Ubik supports PDF, DOCX, and Markdown, and we're adding more formats regularly. Once added, files are stored locally and become part of your workspace, accessible in the sidebar file-tree at any time. You can reference them using the @ symbol when prompting Ubik agents.

Sidebar file management: In the sidebar you can drag and drop files and folders, create new folders, and organize and rename items. The sidebar is the main place for managing everything in your workspace.

Examples: Notes and Annotations

Ubik supports both agent and human note-taking. Notes are tied to highlights and page references, making it easy to collect evidence and build arguments.

Document viewer with Notes and Figures tabs, highlighted text, and evidence note with page references

Agent note-taking: Ubik agents can add notes to PDFs—highlighting text, annotating passages, and linking summaries to specific quotes. Each note is tied to a highlight and page reference (e.g. pp. 1, 5, 7, 8). Notes can be categorized (e.g. "evidence: Task-Dependent Contamination Effects") and include citations. For more on how agents annotate, see How to Take Notes with Ubik Agents.

Human note-taking: You can also annotate manually. Select text, add your own notes, and highlight sections you care about. Ubik encourages a mix: agents handle bulk annotation, and you add judgment where it matters.

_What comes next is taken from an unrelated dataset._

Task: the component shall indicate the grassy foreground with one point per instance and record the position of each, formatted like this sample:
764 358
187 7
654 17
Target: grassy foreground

The Notes tab shows all notes for the current document, with counts (e.g. "Notes 5", "Figures 8"). The Figures tab surfaces extracted figures. Use All Notes in the sidebar for a global view across the workspace.

Adding Sources from Search

If you've found papers through Ubik's academic search (USRCH), you can save them straight into the active workspace. Papers download to your local folder and appear in the sidebar, where agents can reference them in chat. For more on search, see Search, Save, and Analyze Papers with USRCH.